# Tell me about Aberdeen...



## starry23 (2 April 2014)

I'm on the hunt for a better job and have seen one in Aberdeen but I want to find out a few things before I apply as I need to know the move is feasible for me!

I know Aberdeen is more expensive in general but by how much?! How much is rent for a one bed unfurnished flat? Petrol prices? Is food more expensive in general too? I have been up to visit a friend a couple of times but not noticed a huge difference except for the price of drinks on a night out!

How are the livery costs? My horse is retired so I'd really just be looking for grass livery which is what she is on at the moment or DIY if I really couldn't find a field! Are there places that offer this? I know just grass livery isn't all that common in Glasgow.

(I don't know Aberdeen too well so not sure on areas but the job is near Robert Gordon Uni)


----------



## Overgrown Pony (2 April 2014)

I live in Aberdeen.  There's plenty work here in the oil & gas sector so you shouldn't struggle to find a job.

My livery (DIY grass with use of all-weather arena, good hacking and stable to tack up etc in) which is about 15 mins from town is £140 pcm.  

I live AB21 0QU (just outside Whiterashes) and have a couple of acres of fantastic grazing next to my house I may be willing to rent out.  

My tip would be to look for somewhere to stay out of town to keep the costs down.  You'll pay through the nose for a crappy little 1 bedroom flat in town!

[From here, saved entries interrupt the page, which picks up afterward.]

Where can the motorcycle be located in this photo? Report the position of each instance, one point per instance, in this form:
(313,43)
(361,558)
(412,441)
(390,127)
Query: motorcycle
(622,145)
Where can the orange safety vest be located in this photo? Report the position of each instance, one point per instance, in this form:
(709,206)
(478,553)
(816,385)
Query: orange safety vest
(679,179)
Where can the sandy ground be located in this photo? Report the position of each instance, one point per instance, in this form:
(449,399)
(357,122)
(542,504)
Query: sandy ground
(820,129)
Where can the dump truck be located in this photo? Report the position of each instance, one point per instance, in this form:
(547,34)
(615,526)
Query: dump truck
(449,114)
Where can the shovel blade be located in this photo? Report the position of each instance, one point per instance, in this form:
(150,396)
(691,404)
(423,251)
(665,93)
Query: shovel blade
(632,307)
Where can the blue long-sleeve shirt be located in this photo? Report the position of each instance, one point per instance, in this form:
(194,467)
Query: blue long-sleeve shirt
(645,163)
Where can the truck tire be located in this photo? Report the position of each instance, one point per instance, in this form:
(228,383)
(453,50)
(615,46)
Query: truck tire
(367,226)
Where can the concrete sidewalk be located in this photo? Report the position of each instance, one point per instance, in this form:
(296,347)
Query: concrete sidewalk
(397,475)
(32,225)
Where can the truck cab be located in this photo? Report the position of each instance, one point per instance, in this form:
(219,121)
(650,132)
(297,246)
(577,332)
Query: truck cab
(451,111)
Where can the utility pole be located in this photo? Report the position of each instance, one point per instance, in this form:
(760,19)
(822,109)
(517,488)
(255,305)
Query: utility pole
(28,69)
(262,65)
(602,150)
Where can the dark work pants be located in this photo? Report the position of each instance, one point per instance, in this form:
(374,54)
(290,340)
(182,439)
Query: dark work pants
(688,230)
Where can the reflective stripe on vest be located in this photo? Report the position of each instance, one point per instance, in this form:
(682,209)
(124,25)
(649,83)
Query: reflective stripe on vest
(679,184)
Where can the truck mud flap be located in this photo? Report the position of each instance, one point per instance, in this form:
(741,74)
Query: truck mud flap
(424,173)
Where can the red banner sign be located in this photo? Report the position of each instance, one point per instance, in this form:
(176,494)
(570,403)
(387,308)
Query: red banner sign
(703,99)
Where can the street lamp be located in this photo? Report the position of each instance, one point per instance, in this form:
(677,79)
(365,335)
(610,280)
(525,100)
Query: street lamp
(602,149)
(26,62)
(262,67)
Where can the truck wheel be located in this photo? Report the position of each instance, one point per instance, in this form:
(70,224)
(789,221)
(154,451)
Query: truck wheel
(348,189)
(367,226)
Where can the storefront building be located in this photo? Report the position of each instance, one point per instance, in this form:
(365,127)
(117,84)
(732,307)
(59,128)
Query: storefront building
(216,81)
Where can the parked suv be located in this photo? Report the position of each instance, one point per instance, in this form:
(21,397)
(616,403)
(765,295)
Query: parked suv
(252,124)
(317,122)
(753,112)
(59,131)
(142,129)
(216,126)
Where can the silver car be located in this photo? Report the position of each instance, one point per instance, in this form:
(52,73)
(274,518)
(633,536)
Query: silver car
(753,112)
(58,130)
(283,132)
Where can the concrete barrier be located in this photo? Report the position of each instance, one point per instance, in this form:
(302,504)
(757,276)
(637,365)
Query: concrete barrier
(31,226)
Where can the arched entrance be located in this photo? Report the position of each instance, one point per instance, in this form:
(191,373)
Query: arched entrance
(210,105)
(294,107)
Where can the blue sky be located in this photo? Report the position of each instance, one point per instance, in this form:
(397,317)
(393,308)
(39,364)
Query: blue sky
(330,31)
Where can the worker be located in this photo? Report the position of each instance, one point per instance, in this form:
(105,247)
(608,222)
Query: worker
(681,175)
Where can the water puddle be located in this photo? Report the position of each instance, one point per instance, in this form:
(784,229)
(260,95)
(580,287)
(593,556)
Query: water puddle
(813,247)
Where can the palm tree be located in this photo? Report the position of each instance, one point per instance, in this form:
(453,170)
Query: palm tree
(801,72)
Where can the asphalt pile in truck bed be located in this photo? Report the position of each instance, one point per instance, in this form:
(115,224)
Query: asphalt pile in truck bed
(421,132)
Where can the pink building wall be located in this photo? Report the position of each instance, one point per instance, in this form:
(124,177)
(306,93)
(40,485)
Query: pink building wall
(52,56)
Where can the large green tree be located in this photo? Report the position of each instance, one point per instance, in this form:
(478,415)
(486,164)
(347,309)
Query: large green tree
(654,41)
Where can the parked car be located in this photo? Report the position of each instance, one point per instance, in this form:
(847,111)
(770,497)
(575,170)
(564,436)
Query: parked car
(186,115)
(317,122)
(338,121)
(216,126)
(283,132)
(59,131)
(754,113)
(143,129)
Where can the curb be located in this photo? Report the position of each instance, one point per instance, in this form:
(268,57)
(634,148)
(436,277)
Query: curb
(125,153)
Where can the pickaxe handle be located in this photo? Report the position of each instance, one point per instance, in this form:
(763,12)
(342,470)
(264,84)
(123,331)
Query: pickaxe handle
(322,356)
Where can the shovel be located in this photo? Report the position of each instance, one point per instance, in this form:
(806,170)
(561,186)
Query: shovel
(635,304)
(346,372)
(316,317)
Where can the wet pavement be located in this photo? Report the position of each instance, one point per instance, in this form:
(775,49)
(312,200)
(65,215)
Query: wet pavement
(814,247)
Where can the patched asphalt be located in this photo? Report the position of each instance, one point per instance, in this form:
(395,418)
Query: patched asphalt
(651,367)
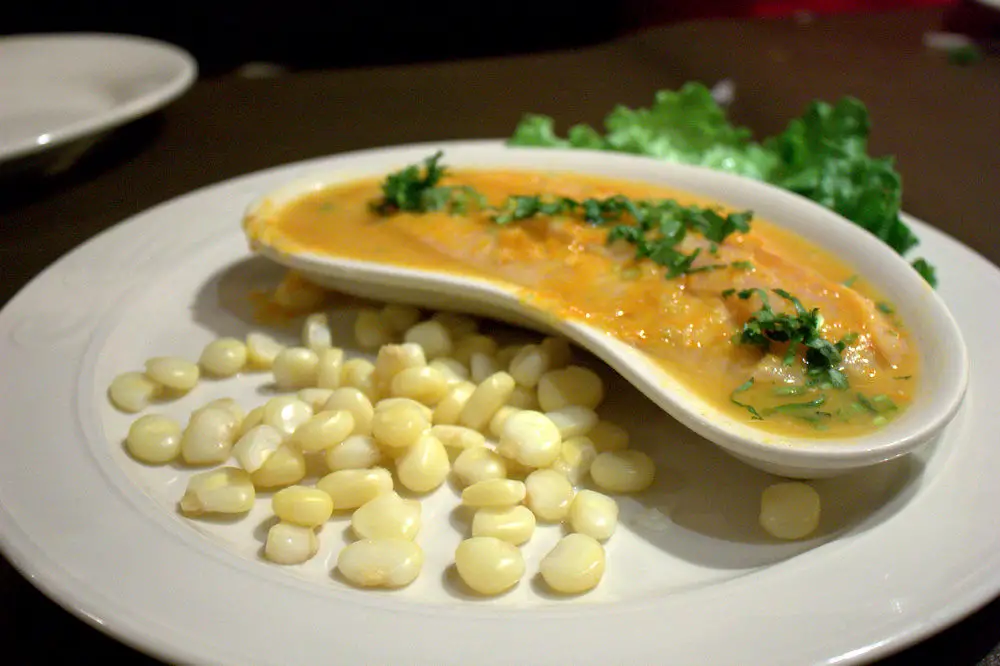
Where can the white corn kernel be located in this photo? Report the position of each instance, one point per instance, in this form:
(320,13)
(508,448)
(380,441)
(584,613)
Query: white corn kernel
(388,516)
(484,402)
(573,420)
(453,371)
(493,493)
(132,391)
(172,372)
(450,408)
(575,565)
(223,357)
(295,368)
(574,385)
(300,505)
(399,425)
(286,413)
(255,446)
(549,494)
(789,510)
(357,403)
(496,423)
(208,437)
(314,397)
(425,385)
(370,330)
(424,466)
(154,439)
(387,563)
(623,471)
(329,368)
(316,333)
(576,455)
(530,438)
(398,317)
(488,565)
(284,467)
(359,373)
(222,490)
(350,488)
(355,452)
(481,366)
(432,336)
(262,350)
(593,514)
(290,544)
(514,525)
(529,364)
(479,464)
(608,436)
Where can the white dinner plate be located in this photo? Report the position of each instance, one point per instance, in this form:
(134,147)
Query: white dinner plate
(62,88)
(903,548)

If I were you i'd sort out your horses livery space asap as 3 of the big equestrian centres have just shut down and people are fighting for spaces!

Good luck x


----------



## starry23 (2 April 2014)

Thanks for replying!

Hmmm I'm not sure it would really be a great move for me then. My current grass livery with facilities is only £15/week so about half what you have said (and my horse is quite happy, I'd feel so bad taking her away from the current yard after everything). I'm going to have a look online tonight at flat etc to sus out various areas (as, like I said, I have no idea what is where in Aberdeen!).

I have a biology degree unfortunately (isn't so useful when it comes to oil and gas). The job I have seen is a permanent position and is a fair bit more that I'm currently getting but I worry that by the time you take into account the cost of living I'd end up either worse off or breaking even like I am just now. I'm looking for a better job as I'm totally stuck in a rut financially and personally. I'd love a bit more money so I could afford a 2nd horse I could ride but right now I can't afford it or much else fun after vet bills and everything else! There is nowhere I can go in current job and I'm bored so I want something that is a bit more engaging with better career prospects really, again I'm not sure there are great prospects with the Aberdeen job however the job sounds a bit more up my street and the money is tempting. I'm just trying to weigh up my options! Thanks again


----------



## spookypony (2 April 2014)

For a decent 1-bedroom flat in Aberdeen itself, you'd need to budget 500--700 depending on the area. The cheapest you'll get grass livery very close to Aberdeen is in the range of 85--90/month. At the yard I'm thinking of, that includes hay, storage/good facilities, a sand school, and access to excellent hacking. So not bad!


----------



## starry23 (2 April 2014)

Thanks spookypony!

That livery price isn't much more than I am paying just now for the same so sounds very reasonable. I just can't believe how much the rent is. I spoke to a friend who shares a 2-bed flat with someone and pays nearly £500 per month excluding bills (also had a google and the unfurnished 1 bed flats that came up were all between £700-1000/month but that could have just been because I typed "Aberdeen" rather than a specific area/postcode). I can pay my rent, gas, electric, phone/broadband, council tax and mobile with that currently and I might still have a little left over. I think the price jump in rent alone makes the move a bit pointless for me as I know I'm very lucky with my cheap little flat just now.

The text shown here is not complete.